Let's show that $\mathbb P (A) = 1$. Given $\omega$ such that $X_n (\omega) \to X (\omega)$ as $n \to \infty$,
If $X(\omega) = 0$, then $X_n (\omega) = Y (\omega) =0$ and thus $\omega \in A_n$ for all $n$.
If $X(\omega) > 0$, then $\varepsilon := \lambda X (\omega) - Y (\omega) > 0$ and there exists $m$ such that $X (\omega) - X_m (\omega)\le \varepsilon$. Then $\lambda X_m(\omega) \ge \lambda X(\omega) - \varepsilon = Y (\omega)$. As such, $\omega \in A_m$.

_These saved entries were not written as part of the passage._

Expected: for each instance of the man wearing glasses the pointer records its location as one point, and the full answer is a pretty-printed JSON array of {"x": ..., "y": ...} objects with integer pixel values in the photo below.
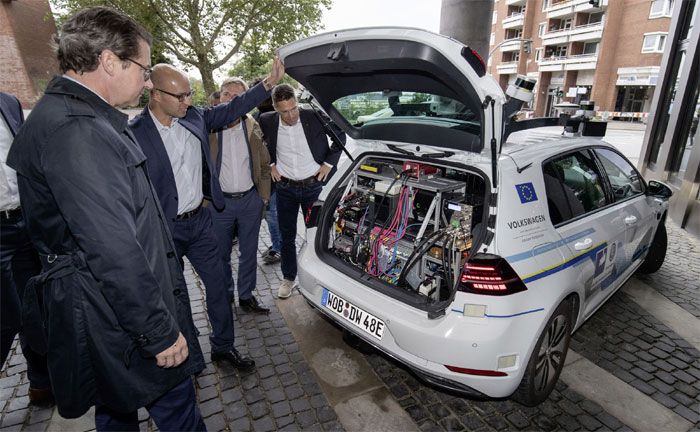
[
  {"x": 175, "y": 138},
  {"x": 114, "y": 313}
]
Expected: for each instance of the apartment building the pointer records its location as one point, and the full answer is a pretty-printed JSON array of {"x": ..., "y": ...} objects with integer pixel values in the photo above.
[{"x": 608, "y": 51}]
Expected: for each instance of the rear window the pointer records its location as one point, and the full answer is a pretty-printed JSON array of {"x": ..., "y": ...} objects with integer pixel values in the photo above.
[
  {"x": 390, "y": 106},
  {"x": 574, "y": 186}
]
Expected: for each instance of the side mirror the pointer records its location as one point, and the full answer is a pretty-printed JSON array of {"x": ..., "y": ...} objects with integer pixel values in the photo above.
[{"x": 658, "y": 189}]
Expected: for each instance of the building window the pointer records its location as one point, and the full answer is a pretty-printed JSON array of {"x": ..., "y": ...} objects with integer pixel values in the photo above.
[
  {"x": 654, "y": 42},
  {"x": 595, "y": 18},
  {"x": 590, "y": 48},
  {"x": 661, "y": 8}
]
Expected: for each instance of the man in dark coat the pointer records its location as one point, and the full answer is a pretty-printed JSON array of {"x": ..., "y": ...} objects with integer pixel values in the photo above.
[
  {"x": 119, "y": 331},
  {"x": 18, "y": 259},
  {"x": 301, "y": 161},
  {"x": 175, "y": 138}
]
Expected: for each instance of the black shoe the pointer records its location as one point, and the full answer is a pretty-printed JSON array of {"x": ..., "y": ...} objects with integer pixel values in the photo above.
[
  {"x": 235, "y": 359},
  {"x": 41, "y": 397},
  {"x": 271, "y": 257},
  {"x": 252, "y": 305}
]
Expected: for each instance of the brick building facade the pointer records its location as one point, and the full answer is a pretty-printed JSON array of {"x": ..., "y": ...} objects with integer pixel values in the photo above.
[
  {"x": 608, "y": 51},
  {"x": 27, "y": 61}
]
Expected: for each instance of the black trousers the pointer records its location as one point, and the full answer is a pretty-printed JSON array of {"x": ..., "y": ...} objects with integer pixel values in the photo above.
[{"x": 19, "y": 262}]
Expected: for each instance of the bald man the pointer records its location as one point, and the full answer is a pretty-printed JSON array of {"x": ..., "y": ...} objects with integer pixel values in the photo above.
[{"x": 174, "y": 136}]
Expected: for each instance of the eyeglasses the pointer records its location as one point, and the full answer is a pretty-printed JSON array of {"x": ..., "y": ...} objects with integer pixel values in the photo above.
[
  {"x": 180, "y": 97},
  {"x": 147, "y": 71},
  {"x": 289, "y": 111}
]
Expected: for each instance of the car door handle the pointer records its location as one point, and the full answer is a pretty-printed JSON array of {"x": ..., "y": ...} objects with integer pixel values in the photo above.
[{"x": 585, "y": 244}]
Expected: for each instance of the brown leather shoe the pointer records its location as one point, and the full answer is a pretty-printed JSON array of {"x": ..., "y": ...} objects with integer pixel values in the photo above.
[{"x": 41, "y": 397}]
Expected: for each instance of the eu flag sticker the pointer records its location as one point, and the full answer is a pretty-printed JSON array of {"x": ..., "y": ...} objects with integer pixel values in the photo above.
[{"x": 526, "y": 192}]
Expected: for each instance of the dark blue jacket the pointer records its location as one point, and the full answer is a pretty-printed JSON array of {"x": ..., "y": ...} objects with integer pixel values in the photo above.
[
  {"x": 11, "y": 111},
  {"x": 198, "y": 121},
  {"x": 313, "y": 130}
]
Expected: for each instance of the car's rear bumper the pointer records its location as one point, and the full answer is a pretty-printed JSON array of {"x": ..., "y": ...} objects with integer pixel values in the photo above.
[{"x": 428, "y": 345}]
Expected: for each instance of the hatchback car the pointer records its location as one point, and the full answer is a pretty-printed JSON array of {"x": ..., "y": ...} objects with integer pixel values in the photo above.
[{"x": 468, "y": 258}]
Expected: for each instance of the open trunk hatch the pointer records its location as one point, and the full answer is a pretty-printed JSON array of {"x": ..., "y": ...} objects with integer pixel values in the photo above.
[
  {"x": 391, "y": 84},
  {"x": 404, "y": 227}
]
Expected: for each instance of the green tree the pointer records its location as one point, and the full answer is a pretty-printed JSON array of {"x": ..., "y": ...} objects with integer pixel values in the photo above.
[{"x": 206, "y": 34}]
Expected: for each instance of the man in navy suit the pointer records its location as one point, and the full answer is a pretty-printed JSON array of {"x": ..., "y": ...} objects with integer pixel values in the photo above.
[
  {"x": 300, "y": 163},
  {"x": 174, "y": 137},
  {"x": 18, "y": 259}
]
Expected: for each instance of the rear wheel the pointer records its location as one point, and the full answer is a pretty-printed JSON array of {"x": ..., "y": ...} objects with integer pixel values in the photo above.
[
  {"x": 547, "y": 359},
  {"x": 657, "y": 251}
]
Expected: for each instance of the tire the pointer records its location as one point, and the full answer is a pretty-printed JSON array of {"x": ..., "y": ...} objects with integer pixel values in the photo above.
[
  {"x": 657, "y": 252},
  {"x": 547, "y": 358}
]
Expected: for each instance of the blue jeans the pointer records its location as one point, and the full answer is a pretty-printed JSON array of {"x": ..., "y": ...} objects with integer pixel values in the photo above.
[
  {"x": 19, "y": 261},
  {"x": 246, "y": 214},
  {"x": 196, "y": 239},
  {"x": 176, "y": 410},
  {"x": 273, "y": 224},
  {"x": 289, "y": 199}
]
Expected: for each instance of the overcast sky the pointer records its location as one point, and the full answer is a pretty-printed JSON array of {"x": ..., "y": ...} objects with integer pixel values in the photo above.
[{"x": 344, "y": 14}]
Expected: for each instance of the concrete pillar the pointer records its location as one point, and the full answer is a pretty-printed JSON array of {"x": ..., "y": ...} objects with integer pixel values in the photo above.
[{"x": 468, "y": 21}]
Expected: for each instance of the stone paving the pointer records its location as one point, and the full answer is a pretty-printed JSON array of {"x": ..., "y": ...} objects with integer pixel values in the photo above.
[
  {"x": 283, "y": 392},
  {"x": 679, "y": 278}
]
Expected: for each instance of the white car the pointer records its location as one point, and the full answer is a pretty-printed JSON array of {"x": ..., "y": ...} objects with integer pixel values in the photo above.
[{"x": 469, "y": 259}]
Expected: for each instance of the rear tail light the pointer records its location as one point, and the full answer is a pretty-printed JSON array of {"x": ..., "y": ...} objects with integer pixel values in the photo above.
[{"x": 490, "y": 275}]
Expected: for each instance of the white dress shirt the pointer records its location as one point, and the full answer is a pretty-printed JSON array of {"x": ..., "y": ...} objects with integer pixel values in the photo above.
[
  {"x": 294, "y": 158},
  {"x": 185, "y": 156},
  {"x": 9, "y": 194},
  {"x": 235, "y": 175}
]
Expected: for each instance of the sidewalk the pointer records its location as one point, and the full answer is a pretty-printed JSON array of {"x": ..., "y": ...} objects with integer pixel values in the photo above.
[{"x": 632, "y": 358}]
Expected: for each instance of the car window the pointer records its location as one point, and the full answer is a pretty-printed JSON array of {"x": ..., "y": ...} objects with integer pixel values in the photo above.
[
  {"x": 624, "y": 179},
  {"x": 573, "y": 186},
  {"x": 385, "y": 106}
]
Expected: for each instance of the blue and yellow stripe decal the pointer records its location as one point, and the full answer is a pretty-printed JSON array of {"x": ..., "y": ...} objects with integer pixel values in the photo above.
[{"x": 590, "y": 253}]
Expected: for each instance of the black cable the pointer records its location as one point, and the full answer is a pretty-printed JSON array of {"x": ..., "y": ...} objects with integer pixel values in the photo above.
[{"x": 418, "y": 252}]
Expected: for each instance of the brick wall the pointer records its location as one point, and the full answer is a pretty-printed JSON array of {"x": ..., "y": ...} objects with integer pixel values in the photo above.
[{"x": 27, "y": 61}]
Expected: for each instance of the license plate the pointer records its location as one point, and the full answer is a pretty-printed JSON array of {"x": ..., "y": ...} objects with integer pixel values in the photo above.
[{"x": 361, "y": 319}]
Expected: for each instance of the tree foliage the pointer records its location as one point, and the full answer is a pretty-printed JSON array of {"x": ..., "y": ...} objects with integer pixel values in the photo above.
[{"x": 206, "y": 34}]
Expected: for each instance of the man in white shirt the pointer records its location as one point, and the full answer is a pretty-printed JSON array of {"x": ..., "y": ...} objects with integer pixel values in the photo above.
[
  {"x": 301, "y": 162},
  {"x": 18, "y": 258},
  {"x": 174, "y": 136},
  {"x": 243, "y": 163}
]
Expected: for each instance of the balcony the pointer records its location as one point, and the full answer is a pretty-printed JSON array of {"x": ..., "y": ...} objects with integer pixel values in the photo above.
[
  {"x": 581, "y": 62},
  {"x": 507, "y": 68},
  {"x": 582, "y": 33},
  {"x": 569, "y": 7},
  {"x": 511, "y": 45},
  {"x": 514, "y": 21},
  {"x": 586, "y": 32},
  {"x": 552, "y": 64},
  {"x": 556, "y": 37},
  {"x": 572, "y": 62}
]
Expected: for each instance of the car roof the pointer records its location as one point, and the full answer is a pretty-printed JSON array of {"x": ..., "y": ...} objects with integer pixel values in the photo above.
[{"x": 535, "y": 146}]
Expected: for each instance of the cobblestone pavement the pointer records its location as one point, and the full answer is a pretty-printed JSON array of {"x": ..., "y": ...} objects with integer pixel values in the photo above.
[
  {"x": 679, "y": 278},
  {"x": 283, "y": 392}
]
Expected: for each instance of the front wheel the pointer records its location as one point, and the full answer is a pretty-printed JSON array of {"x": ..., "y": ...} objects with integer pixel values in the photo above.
[
  {"x": 547, "y": 359},
  {"x": 657, "y": 252}
]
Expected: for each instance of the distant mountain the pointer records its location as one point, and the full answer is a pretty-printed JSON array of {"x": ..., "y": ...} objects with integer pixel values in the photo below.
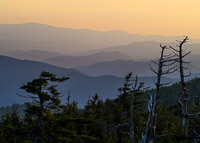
[
  {"x": 36, "y": 55},
  {"x": 65, "y": 40},
  {"x": 194, "y": 59},
  {"x": 14, "y": 73},
  {"x": 147, "y": 50},
  {"x": 74, "y": 61},
  {"x": 117, "y": 68},
  {"x": 137, "y": 50},
  {"x": 122, "y": 67}
]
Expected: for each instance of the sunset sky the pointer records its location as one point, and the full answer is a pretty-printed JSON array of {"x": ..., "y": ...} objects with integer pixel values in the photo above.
[{"x": 148, "y": 17}]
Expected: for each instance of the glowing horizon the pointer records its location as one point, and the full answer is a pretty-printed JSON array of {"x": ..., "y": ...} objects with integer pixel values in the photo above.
[{"x": 145, "y": 17}]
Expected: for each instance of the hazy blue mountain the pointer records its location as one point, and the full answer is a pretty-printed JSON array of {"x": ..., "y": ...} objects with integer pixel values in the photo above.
[
  {"x": 146, "y": 50},
  {"x": 67, "y": 41},
  {"x": 122, "y": 67},
  {"x": 117, "y": 68},
  {"x": 36, "y": 55},
  {"x": 194, "y": 59},
  {"x": 14, "y": 73},
  {"x": 74, "y": 61}
]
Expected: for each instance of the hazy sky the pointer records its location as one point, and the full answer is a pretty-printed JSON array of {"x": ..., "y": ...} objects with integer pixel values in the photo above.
[{"x": 169, "y": 17}]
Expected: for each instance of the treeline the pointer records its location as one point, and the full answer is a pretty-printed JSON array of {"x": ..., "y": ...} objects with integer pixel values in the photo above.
[
  {"x": 164, "y": 114},
  {"x": 99, "y": 121}
]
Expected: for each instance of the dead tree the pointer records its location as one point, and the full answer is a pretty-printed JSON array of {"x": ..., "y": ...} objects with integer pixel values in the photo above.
[
  {"x": 165, "y": 61},
  {"x": 150, "y": 109},
  {"x": 183, "y": 100},
  {"x": 131, "y": 112}
]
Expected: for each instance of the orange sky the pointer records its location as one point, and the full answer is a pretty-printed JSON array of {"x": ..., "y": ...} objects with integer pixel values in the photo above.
[{"x": 148, "y": 17}]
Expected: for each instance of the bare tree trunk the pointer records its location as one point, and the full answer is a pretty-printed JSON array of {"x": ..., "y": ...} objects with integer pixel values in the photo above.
[
  {"x": 131, "y": 114},
  {"x": 163, "y": 60},
  {"x": 156, "y": 99},
  {"x": 184, "y": 96}
]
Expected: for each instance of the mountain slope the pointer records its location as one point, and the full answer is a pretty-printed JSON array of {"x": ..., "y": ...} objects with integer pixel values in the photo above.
[
  {"x": 29, "y": 36},
  {"x": 147, "y": 50},
  {"x": 122, "y": 67},
  {"x": 36, "y": 55},
  {"x": 74, "y": 61},
  {"x": 14, "y": 73}
]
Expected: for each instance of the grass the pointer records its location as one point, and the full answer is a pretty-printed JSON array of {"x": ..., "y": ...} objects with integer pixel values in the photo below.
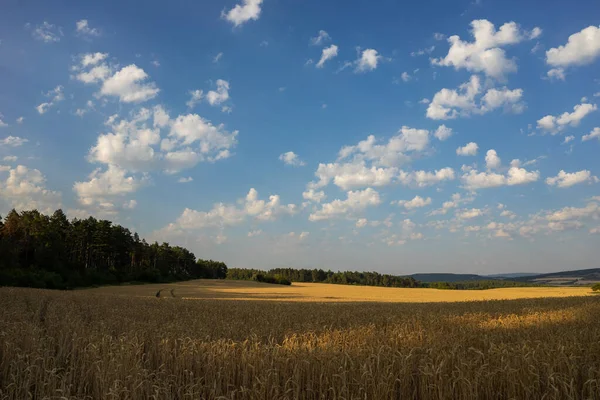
[
  {"x": 322, "y": 292},
  {"x": 123, "y": 342}
]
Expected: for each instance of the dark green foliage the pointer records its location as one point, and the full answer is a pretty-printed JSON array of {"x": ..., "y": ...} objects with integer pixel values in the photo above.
[
  {"x": 476, "y": 285},
  {"x": 52, "y": 252},
  {"x": 281, "y": 275}
]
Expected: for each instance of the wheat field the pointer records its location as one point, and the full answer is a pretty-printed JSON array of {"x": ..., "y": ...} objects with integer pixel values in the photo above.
[
  {"x": 322, "y": 292},
  {"x": 124, "y": 343}
]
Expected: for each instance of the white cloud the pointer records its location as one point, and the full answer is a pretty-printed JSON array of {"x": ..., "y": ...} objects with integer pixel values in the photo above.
[
  {"x": 422, "y": 52},
  {"x": 24, "y": 189},
  {"x": 492, "y": 161},
  {"x": 291, "y": 158},
  {"x": 320, "y": 39},
  {"x": 152, "y": 140},
  {"x": 312, "y": 195},
  {"x": 556, "y": 73},
  {"x": 416, "y": 202},
  {"x": 13, "y": 141},
  {"x": 222, "y": 215},
  {"x": 196, "y": 96},
  {"x": 456, "y": 201},
  {"x": 443, "y": 132},
  {"x": 425, "y": 178},
  {"x": 103, "y": 186},
  {"x": 361, "y": 222},
  {"x": 353, "y": 175},
  {"x": 367, "y": 61},
  {"x": 83, "y": 28},
  {"x": 470, "y": 149},
  {"x": 555, "y": 124},
  {"x": 485, "y": 53},
  {"x": 582, "y": 48},
  {"x": 356, "y": 201},
  {"x": 470, "y": 214},
  {"x": 90, "y": 59},
  {"x": 594, "y": 134},
  {"x": 451, "y": 103},
  {"x": 128, "y": 85},
  {"x": 47, "y": 33},
  {"x": 474, "y": 180},
  {"x": 570, "y": 138},
  {"x": 57, "y": 96},
  {"x": 328, "y": 53},
  {"x": 219, "y": 96},
  {"x": 248, "y": 10},
  {"x": 591, "y": 210},
  {"x": 565, "y": 179},
  {"x": 394, "y": 152}
]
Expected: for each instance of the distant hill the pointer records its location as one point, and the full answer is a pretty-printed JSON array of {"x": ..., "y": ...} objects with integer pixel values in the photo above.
[
  {"x": 441, "y": 277},
  {"x": 564, "y": 278},
  {"x": 513, "y": 275}
]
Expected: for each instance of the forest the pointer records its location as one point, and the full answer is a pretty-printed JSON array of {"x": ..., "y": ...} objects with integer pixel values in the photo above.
[{"x": 42, "y": 251}]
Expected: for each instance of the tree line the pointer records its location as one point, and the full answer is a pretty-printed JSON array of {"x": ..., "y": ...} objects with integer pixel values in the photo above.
[
  {"x": 321, "y": 276},
  {"x": 42, "y": 251}
]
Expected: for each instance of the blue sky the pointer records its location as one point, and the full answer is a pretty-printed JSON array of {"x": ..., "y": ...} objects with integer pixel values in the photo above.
[{"x": 437, "y": 136}]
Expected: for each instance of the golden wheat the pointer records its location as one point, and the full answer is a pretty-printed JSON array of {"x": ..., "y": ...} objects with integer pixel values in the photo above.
[{"x": 89, "y": 344}]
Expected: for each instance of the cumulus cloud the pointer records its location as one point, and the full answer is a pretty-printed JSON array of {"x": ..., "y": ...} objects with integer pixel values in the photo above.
[
  {"x": 103, "y": 186},
  {"x": 392, "y": 153},
  {"x": 321, "y": 38},
  {"x": 312, "y": 195},
  {"x": 566, "y": 179},
  {"x": 328, "y": 54},
  {"x": 83, "y": 28},
  {"x": 470, "y": 99},
  {"x": 416, "y": 202},
  {"x": 473, "y": 179},
  {"x": 582, "y": 48},
  {"x": 24, "y": 189},
  {"x": 242, "y": 13},
  {"x": 556, "y": 124},
  {"x": 443, "y": 132},
  {"x": 470, "y": 149},
  {"x": 47, "y": 33},
  {"x": 216, "y": 97},
  {"x": 56, "y": 95},
  {"x": 485, "y": 54},
  {"x": 129, "y": 85},
  {"x": 469, "y": 214},
  {"x": 356, "y": 201},
  {"x": 492, "y": 161},
  {"x": 291, "y": 158},
  {"x": 454, "y": 202},
  {"x": 594, "y": 134},
  {"x": 13, "y": 141},
  {"x": 426, "y": 178},
  {"x": 222, "y": 215},
  {"x": 151, "y": 140},
  {"x": 367, "y": 61}
]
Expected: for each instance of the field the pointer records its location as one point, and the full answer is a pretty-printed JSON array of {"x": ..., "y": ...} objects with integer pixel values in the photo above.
[
  {"x": 320, "y": 292},
  {"x": 205, "y": 340}
]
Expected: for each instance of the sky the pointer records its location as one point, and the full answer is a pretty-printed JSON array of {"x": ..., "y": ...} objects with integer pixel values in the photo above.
[{"x": 432, "y": 136}]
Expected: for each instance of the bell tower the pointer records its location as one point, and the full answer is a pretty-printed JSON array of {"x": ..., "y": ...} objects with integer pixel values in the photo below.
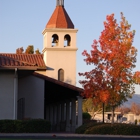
[{"x": 59, "y": 46}]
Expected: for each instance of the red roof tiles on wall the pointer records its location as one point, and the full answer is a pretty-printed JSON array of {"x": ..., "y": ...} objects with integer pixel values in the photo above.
[
  {"x": 22, "y": 60},
  {"x": 60, "y": 19}
]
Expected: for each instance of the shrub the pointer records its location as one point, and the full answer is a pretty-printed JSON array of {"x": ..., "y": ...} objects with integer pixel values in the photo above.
[
  {"x": 86, "y": 116},
  {"x": 25, "y": 126},
  {"x": 115, "y": 129},
  {"x": 85, "y": 126}
]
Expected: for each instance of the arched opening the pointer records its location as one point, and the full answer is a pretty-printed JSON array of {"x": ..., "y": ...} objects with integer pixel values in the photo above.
[
  {"x": 55, "y": 40},
  {"x": 67, "y": 40},
  {"x": 61, "y": 75}
]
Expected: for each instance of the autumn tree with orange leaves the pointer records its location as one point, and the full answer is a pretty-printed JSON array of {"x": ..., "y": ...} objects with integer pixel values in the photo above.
[{"x": 111, "y": 81}]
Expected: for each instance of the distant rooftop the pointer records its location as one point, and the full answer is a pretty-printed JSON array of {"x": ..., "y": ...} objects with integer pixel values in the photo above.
[{"x": 21, "y": 60}]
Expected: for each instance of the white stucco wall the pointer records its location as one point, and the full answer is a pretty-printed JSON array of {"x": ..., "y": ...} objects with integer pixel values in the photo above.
[
  {"x": 6, "y": 95},
  {"x": 32, "y": 89},
  {"x": 60, "y": 57}
]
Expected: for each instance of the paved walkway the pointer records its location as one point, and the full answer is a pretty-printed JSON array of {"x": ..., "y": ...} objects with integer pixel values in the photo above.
[{"x": 64, "y": 135}]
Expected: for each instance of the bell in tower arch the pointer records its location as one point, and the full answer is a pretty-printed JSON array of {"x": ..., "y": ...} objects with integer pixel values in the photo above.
[{"x": 59, "y": 2}]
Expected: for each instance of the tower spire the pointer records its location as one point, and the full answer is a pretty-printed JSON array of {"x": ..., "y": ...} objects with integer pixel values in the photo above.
[{"x": 59, "y": 2}]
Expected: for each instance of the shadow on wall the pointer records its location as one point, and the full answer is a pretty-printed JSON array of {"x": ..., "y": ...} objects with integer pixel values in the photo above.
[
  {"x": 49, "y": 68},
  {"x": 69, "y": 81}
]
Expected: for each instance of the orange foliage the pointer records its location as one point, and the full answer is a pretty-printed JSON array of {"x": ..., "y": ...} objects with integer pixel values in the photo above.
[{"x": 114, "y": 57}]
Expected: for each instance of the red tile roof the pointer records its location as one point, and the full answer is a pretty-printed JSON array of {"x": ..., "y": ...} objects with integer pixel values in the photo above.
[
  {"x": 22, "y": 60},
  {"x": 60, "y": 19},
  {"x": 80, "y": 90}
]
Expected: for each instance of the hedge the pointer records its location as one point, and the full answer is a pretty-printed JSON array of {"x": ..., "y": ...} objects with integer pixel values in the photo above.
[
  {"x": 25, "y": 126},
  {"x": 109, "y": 129}
]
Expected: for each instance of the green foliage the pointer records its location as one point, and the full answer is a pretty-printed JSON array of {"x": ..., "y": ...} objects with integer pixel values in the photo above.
[
  {"x": 25, "y": 126},
  {"x": 109, "y": 129},
  {"x": 86, "y": 116}
]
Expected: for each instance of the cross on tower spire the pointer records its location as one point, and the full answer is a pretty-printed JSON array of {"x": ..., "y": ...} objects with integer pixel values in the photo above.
[{"x": 59, "y": 2}]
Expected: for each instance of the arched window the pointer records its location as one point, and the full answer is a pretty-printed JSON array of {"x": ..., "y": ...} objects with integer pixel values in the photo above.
[
  {"x": 55, "y": 40},
  {"x": 67, "y": 40},
  {"x": 61, "y": 75}
]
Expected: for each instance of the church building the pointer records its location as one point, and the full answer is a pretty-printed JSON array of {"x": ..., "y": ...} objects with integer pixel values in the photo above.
[{"x": 43, "y": 86}]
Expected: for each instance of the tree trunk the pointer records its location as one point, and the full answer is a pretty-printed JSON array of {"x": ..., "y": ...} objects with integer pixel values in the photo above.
[
  {"x": 112, "y": 115},
  {"x": 103, "y": 113}
]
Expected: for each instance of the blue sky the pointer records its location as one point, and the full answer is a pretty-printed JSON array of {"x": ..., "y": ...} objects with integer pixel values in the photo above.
[{"x": 22, "y": 23}]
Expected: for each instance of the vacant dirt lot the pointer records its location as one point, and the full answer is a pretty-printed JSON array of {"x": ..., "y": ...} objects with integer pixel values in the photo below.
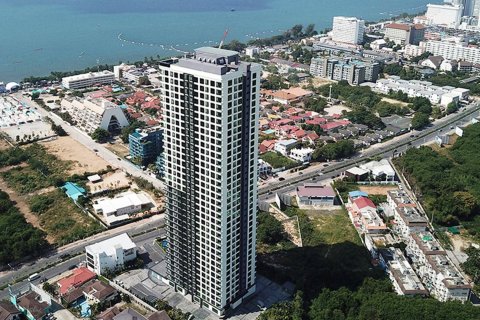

We also have $\lambda X_n \ge Y 1_{A_n}$ and thus $\lambda \mathbb E(X_n) \ge \mathbb E (Y 1_{A_n})$ for all $n$. As such, $$\lambda \lim_n \mathbb E(X_n) \ge \lim_n \mathbb E (Y 1_{A_n}) \overset{(\star)}{=} \mathbb E (Y \lim_n 1_{A_n}) = \mathbb E(Y 1_A) \overset{(\star\star)}{=} \mathbb E(Y),$$
where
$(\star)$ is because $Y, 1_{A_n}$ and hence $Y 1_{A_n}$ are simple.
$(\star\star)$ is because $\mathbb P (A)=1$.
Take the limit $\lambda \searrow 1$, we obtain $$\lim_n \mathbb E(X_n) \ge \mathbb E(Y).$$
This inequality holds for any a non-negative simple random variable $Y$ such that $Y \le X$. Then $$\lim_n \mathbb E(X_n) \ge \mathbb E (X).$$ This completes the proof.
Update: After a while, I have found that these two proofs also hold in a more general setting of measure theory. We just need to replace $\mathbb E [X]$ by $\int f \mathrm d \mu$.